Sometimes we sing bad songs for our own selfish pleasure. Sometimes we are delayed in the delivery of fish mush and freeze-dried shnubbins that claim to be chicken. Sometimes we even reach directly to the top of the cat tree and PUT OUR HANDS UPON VERDE’S EMINENT HEAD, rubbing and shnoogling as though we have no control over ourselves.

“Hurdy gurdy, hurdy gurdy, hurdy…ANGELA. SACRE BLEU. You do a lot of questionable things, but putting this asinine asininity in my mouth may be a bridge too far. DESIST. ARRETE.”

(Hurdy gurdy honesty time: we do not, in fact, have control over ourselves.)

So if Verde waxes a wee bit wobbly when it comes to life’s strings, she has her reasons. (Let the record state that Verde insisted I write the following: Verde is in no way wobbly when it comes to life’s string cheeses. Bring forth all the string cheeses, even the questionable brands like Cheese Heads. Preferably to the accompaniment of the hurdy gurdy, or at least the timbrel.)

And yet, music — at least, any music worthy of the name — is rarely simple. Verde is by no means merely shy.

She may be quiet, but she raises the vibration of the entire room.

Ahh, that’s more like it.

She’s the friend who will help you move, oversized couches around tight corners and all.

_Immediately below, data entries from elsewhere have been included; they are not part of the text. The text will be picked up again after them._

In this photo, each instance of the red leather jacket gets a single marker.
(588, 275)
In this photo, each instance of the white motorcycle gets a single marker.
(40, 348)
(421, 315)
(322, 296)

She’s the one who may not say much, but she hears everything. That means you can expect that she’ll have an entire case of Cherry Zero in the fridge for you, because she paid attention that one time you said it is the elixir of the just. (Which it is.)

She is, ultimately, the hurdy gurdy that gets us all back in rhythm in the Community Room, her round face an unbroken song of serenity. Her life has been hurdy gurdy; still, she faces forward with something that looks a lot like courage.

It’s not easy being green, harder still being verdant in a hard concrete world, but Verde will strum us where we belong, if we’ll listen.

If all else fails, I have it on good authority that the world’s most famous hurdy gurdy festival happens annually on Bastille Day. Shall we sally forth to Saint-Chartier next summer? Let’s go, amis.

OK, we’ll just stay here with Verde and go green, hurdy gurdically.

Even the medievals are smiling across the veil at such a one as this.

*I will take this opportunity to remind old kittens and frighten newcomers with the fact that all Tabby’s Place cats proudly bear the last name “Rosenberg” until they are adopted. Actually, we continue to think of them as perma-Rosenbergs even then, but that’s between you and me.

1 thought on “Verde and the hurdy gurdy

  1. Gurdy – meaning Verde – has a lovely, tolerant attitude, reflected in her face. She has found fame – she is the subject of Angela’s blog. Thank you for introducing us to Verde Rosenberg.